Feci il gesto del dissenso. — Questa non è una cerimonia. È un utensile, come il tuo martello.

— Hakht non ci crederebbe.

— Che cosa ne sa?

Nia emise un suono iroso. — Questo è vero. Bene, allora, la scatola è un utensile, anche se è un genere di utensile che non ho mai visto prima. Non ho mai sentito neppure parlare di un attrezzo come quello. — Fece una pausa. — Sembra utile. Ora torno a dormire.

Al mattino mi svegliai prima di Nia. Il cielo era limpido e la luce del sole illuminava l’orlo del canyon. Andai fra le rocce e feci i miei bisogni, poi mi recai al fiume e mi lavai. Nel tornare passai accanto all’uomo morto. Era disteso sulla schiena, le braccia tese sopra la testa. Era grande e grosso, non alto, ma robusto e muscoloso, con una pelliccia lunga e ispida. Il suo gonnellino era marrone con ricami color arancione, e la sua cintura aveva una fibbia di rame.

Aveva la bocca spalancata. Gli vidi i denti, che erano gialli, e la lingua, che era spessa e scura. Gli occhi, anch’essi aperti, avevano l’iride color arancione.

Mi resi conto che avrei dovuto seppellirlo. Gli insetti si stavano già ammassando. Maledizione. Non avevo neppure un badile. Lanciai un’occhiata a Nia. Dormiva ancora. Mi chinai, afferrai una pietra e la deposi accanto al corpo. Puzzava di urina. Povero stupido. Che modo di andarsene! Ma c’era un bel modo?
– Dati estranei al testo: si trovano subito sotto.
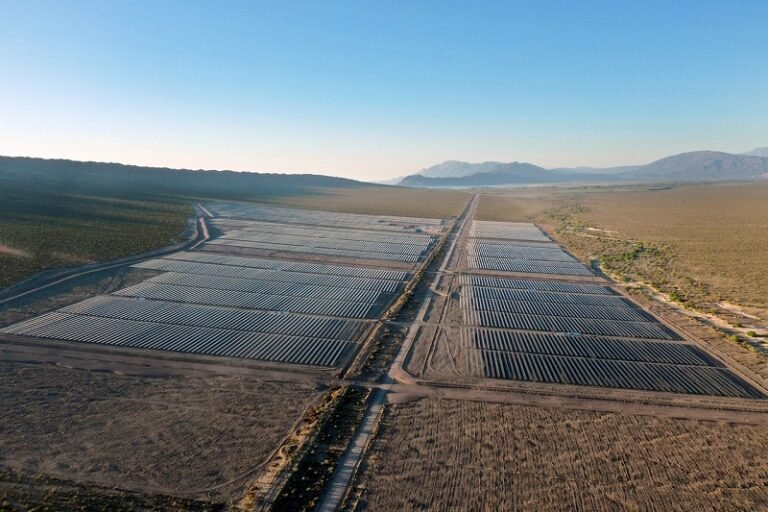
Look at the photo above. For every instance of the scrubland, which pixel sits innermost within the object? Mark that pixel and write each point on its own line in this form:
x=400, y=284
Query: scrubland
x=51, y=230
x=702, y=244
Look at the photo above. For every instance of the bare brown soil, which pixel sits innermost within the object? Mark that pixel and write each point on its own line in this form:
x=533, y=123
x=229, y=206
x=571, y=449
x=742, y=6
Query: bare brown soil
x=197, y=435
x=437, y=454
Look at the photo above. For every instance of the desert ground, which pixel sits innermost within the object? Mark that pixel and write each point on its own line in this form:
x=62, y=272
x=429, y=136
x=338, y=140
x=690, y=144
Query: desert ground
x=436, y=454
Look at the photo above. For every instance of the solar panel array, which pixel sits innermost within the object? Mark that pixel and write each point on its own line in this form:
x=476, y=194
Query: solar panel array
x=283, y=311
x=569, y=332
x=335, y=242
x=520, y=248
x=507, y=231
x=318, y=218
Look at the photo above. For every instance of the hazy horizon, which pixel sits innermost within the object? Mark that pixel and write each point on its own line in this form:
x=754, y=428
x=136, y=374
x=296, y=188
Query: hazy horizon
x=372, y=91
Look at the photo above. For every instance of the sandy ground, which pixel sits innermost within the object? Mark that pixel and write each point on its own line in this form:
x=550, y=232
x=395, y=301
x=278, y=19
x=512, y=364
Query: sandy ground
x=196, y=435
x=435, y=454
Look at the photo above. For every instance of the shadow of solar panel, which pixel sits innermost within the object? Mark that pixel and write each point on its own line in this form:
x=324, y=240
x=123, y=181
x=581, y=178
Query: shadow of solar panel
x=698, y=380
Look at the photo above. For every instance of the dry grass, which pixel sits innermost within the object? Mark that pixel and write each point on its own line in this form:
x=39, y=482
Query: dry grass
x=458, y=455
x=704, y=243
x=521, y=205
x=408, y=202
x=170, y=435
x=718, y=234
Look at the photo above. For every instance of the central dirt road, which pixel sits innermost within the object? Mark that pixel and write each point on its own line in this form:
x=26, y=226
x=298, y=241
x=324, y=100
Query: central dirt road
x=350, y=462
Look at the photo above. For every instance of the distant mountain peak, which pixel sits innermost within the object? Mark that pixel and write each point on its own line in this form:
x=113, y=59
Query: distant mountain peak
x=691, y=166
x=761, y=152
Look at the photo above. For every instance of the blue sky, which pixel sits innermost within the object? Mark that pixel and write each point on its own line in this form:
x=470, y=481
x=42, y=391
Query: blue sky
x=374, y=90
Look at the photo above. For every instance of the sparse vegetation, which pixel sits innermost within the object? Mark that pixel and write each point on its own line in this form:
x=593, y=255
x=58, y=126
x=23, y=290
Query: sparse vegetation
x=51, y=230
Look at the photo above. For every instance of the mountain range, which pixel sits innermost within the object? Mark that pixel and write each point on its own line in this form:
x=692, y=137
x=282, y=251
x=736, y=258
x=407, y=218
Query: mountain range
x=692, y=166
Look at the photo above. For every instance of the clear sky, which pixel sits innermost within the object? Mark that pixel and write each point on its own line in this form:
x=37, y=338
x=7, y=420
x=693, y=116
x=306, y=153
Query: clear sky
x=379, y=89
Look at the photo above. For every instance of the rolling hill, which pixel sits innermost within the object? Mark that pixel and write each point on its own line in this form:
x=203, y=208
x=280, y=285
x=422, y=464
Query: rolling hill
x=119, y=180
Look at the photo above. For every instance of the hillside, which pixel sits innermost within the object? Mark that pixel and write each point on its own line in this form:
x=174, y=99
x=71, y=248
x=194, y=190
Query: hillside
x=63, y=213
x=118, y=180
x=703, y=166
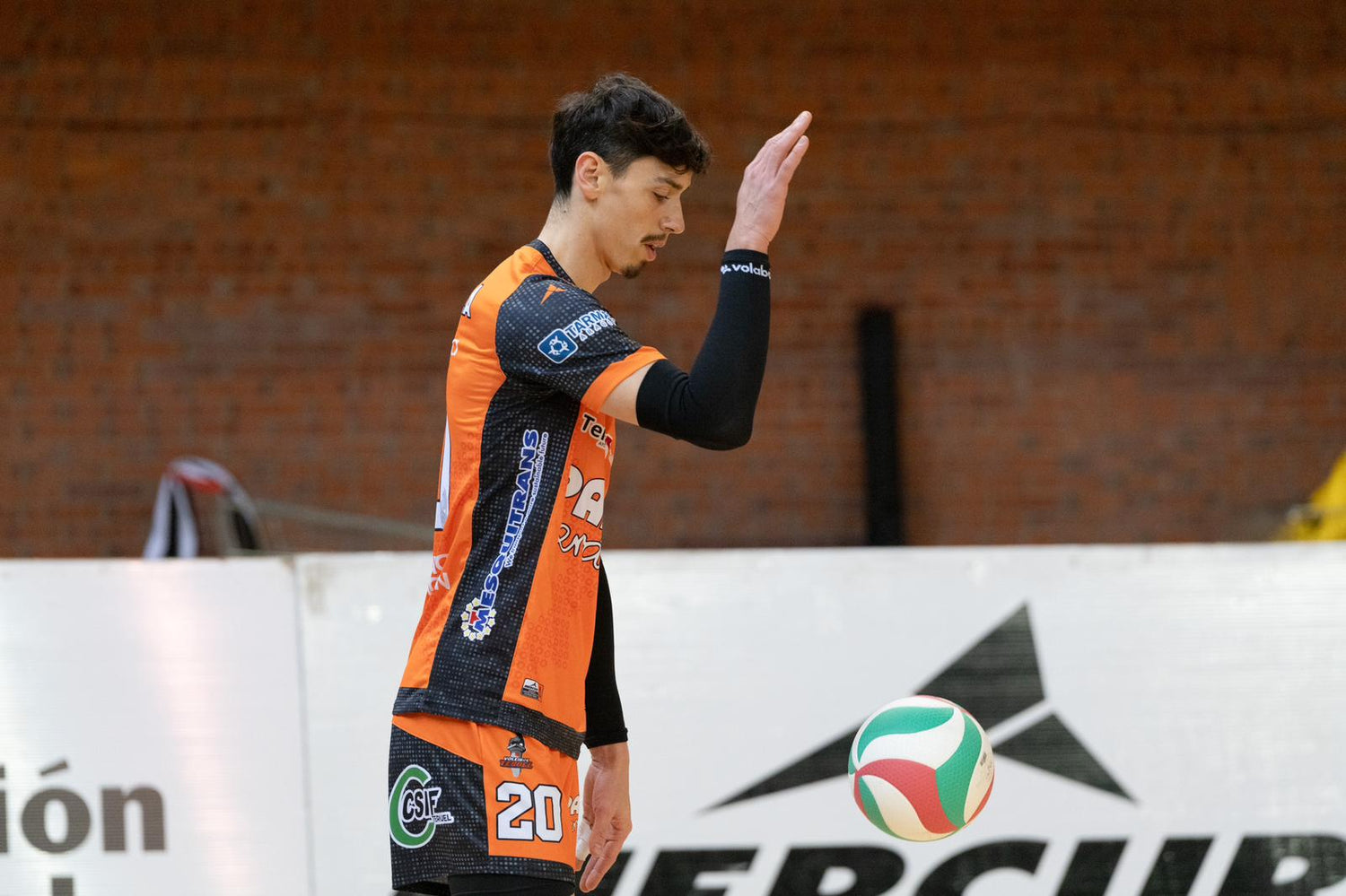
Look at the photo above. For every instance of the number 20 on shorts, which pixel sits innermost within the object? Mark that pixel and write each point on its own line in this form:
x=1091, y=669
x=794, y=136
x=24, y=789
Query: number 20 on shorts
x=520, y=799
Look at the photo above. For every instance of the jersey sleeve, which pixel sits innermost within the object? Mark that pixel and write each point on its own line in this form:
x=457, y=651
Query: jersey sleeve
x=556, y=335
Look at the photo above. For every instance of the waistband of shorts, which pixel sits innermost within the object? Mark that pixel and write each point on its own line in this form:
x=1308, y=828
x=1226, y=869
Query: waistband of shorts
x=500, y=713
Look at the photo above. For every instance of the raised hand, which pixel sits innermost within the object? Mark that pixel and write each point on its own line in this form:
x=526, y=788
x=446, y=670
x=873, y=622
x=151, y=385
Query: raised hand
x=766, y=182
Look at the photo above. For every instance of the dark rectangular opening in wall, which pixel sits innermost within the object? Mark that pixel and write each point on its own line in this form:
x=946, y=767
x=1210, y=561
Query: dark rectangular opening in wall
x=885, y=511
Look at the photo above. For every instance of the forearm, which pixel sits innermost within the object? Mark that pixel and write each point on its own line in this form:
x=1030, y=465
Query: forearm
x=605, y=724
x=713, y=404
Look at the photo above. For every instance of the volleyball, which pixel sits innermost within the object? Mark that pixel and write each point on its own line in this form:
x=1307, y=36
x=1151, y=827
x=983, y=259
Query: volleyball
x=921, y=769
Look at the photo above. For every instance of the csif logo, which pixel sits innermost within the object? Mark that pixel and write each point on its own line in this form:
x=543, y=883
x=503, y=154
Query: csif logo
x=414, y=810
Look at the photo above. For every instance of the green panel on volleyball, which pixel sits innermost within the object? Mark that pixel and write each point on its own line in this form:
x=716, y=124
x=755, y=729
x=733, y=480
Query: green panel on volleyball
x=904, y=720
x=955, y=777
x=871, y=809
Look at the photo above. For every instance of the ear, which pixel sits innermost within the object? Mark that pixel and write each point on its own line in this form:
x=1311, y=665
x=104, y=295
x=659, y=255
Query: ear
x=590, y=172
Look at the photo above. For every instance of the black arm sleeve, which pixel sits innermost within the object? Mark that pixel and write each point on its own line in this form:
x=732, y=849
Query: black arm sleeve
x=603, y=705
x=712, y=406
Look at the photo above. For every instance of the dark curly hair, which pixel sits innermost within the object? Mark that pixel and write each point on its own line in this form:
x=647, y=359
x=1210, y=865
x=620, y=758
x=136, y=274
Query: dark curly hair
x=622, y=118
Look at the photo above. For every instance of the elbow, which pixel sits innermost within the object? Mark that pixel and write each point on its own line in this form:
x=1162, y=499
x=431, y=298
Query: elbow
x=727, y=436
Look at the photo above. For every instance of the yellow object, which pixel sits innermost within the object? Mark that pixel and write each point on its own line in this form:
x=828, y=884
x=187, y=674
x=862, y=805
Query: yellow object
x=1324, y=518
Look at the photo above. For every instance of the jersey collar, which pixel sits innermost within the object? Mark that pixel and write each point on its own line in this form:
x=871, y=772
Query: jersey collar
x=556, y=265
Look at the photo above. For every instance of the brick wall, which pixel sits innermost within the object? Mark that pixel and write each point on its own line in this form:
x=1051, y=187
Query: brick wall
x=1112, y=236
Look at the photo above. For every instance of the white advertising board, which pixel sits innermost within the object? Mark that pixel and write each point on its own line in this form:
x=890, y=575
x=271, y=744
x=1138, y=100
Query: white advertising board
x=150, y=729
x=1167, y=720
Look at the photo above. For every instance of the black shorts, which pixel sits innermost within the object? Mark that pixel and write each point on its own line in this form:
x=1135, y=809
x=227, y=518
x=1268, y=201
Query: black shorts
x=468, y=799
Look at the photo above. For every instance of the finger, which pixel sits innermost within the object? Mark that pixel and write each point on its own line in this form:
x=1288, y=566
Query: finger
x=793, y=161
x=780, y=143
x=600, y=860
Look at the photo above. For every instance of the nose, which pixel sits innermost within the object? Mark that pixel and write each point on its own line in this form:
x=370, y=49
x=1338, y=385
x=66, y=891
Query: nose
x=672, y=221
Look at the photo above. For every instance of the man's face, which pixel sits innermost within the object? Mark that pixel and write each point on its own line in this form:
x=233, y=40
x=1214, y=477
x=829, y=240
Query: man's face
x=638, y=212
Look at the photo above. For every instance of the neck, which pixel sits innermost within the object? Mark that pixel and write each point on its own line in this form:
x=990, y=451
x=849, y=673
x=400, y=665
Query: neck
x=565, y=234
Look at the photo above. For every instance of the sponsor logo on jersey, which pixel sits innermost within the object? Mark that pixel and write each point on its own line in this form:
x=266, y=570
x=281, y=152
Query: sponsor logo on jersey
x=748, y=268
x=602, y=438
x=516, y=761
x=565, y=341
x=414, y=810
x=479, y=616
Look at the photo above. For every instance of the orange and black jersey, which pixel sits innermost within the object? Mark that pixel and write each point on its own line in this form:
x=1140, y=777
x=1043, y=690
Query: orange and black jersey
x=508, y=626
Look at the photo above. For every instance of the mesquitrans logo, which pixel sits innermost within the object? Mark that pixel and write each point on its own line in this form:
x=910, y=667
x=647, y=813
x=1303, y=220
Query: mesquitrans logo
x=746, y=268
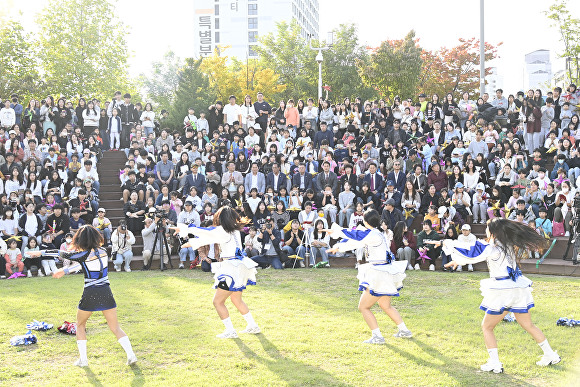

Andai a prendere altre pietre.

Gli insetti mi ronzavano attorno. Le nuvole si spostavano lente nello stretto cielo. Erano piccole e rotonde come batuffoli di cotone. Incominciava a farmi male la schiena. Mi scorticai una mano sul bordo ruvido di una pietra. La ferita non era grave. Non sanguinava nemmeno, ma bruciava.

Finalmente l’uomo sparì, nascosto dalle pietre. Era sufficiente. Non era necessario che gli facessi un tumulo. Mi raddrizzai. Ormai le nuvole erano scomparse e la luce del sole penetrava obliqua nel canyon. Nia si stava tirando su a sedere.

— Bene — disse. — Il suo spirito dovrebbe avere una casa. Altrimenti il vento lo prenderà e lo trasporterà in giro per il cielo. Nessuno merita un tale destino.

— C’è qualche cerimonia che bisognerebbe celebrare?

— No. Se ci fosse qui una sciamana, canterebbe. Questo scaccerebbe la malasorte. Ma non so le parole giuste e neppure che cosa bruciare nel fuoco. — Aggrottò la fronte e si grattò il naso. — Dovrei fare qualcosa. Gli darò un coltello. Un dono d’addio.

— D’accordo — dissi.

Facemmo colazione, poi fasciai la mano di Nia. Non parlammo molto. Nia aveva l’aria stanca e io mi ritrovai a pensare all’uomo morto sotto il mucchio di pietre.

All’incirca a metà mattina la mia radio ronzò.

— La tua scatola — disse Nia. — Vuole parlare con te.